Stres. Siapa yang tidak mengenalnya? Hampir semua pernah mengalaminya. Begitu pula manusia normal seperti saya. Sebagai mahasiswa apalagi sih yang menjadi penyebab utama stres selain beban tugas kuliah dan deadline yang mengejarnya. Ya gak? *haha*
Belum selesai tugas yang satu, datang lagi tugas lainnya, dan seterusnya. Mungkin benar semua itu tidak akan menjadi berat jika kita mempunyai manajemen waktu dan soft-skill yang bagus dalam mengatur tugas-tugas kuliah. Tapi kan namanya manusia kadang emosinya naik turun, gak stabil dan itu sangat mempengaruhi cara kita dalam menghadapi kondisi-kondisi tertentu.
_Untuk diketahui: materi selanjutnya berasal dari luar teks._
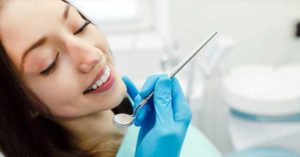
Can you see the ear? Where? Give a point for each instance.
(34, 114)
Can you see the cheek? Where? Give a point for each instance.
(56, 93)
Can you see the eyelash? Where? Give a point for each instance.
(53, 65)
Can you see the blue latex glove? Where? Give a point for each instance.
(164, 120)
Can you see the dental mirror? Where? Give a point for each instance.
(126, 120)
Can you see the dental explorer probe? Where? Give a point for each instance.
(126, 120)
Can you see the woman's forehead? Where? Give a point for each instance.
(22, 22)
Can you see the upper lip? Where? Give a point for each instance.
(98, 76)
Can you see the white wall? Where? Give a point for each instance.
(263, 29)
(264, 33)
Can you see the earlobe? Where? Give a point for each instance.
(34, 114)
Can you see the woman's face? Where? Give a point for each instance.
(61, 57)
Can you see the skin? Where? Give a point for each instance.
(81, 56)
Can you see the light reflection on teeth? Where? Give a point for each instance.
(101, 80)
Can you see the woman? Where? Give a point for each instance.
(59, 87)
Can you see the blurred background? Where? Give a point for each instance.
(244, 89)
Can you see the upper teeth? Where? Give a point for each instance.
(102, 79)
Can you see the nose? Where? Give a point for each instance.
(83, 55)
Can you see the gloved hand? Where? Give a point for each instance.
(164, 120)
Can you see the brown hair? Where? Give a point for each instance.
(24, 136)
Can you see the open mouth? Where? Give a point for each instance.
(101, 81)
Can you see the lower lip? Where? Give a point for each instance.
(107, 85)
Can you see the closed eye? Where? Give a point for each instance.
(51, 67)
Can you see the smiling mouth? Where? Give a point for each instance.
(100, 81)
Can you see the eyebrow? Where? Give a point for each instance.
(42, 40)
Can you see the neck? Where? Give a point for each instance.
(94, 130)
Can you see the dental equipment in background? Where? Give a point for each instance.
(126, 120)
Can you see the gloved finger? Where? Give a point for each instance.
(144, 113)
(181, 110)
(131, 89)
(163, 100)
(146, 110)
(149, 85)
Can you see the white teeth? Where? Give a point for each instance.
(102, 79)
(99, 83)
Kali ini saya tidak ingin menjelaskan bagaimana gambaran stres yang saya alami atau bagaimana membangun manajemen waktu yang baik, dsb dsb. Saya hanya ingin membagi pengalaman saya saat menghadapi stres dan mendadak saya merasa mempunyai cara (ampuh bagi saya) untuk mengatasinya.
Begini ceritanya..
Stres akademik yang saya alami beberapa hari terakhir ini memang banyak menyita pikiran, tenaga dan waktu. Meskipun saya yakin tugas yang saya kerjakan pasti ada manfaatnya suatu saat nanti, namun saya tetap membutuhkan semacam angin segar untuk menyegarkan padang tandus ini. Atau dengan kata lain saya ingin CURHAT dengan seseorang!
Tapi kesempatan untuk curhat kali ini sepertinya memang tidak ada buat saya. Tadi pagi sebelum berangkat kuliah, bukannya saya yang curhat malah ada seseorang yang curhat kepada saya, menceritakan beberapa masalah yang sedang dia alami.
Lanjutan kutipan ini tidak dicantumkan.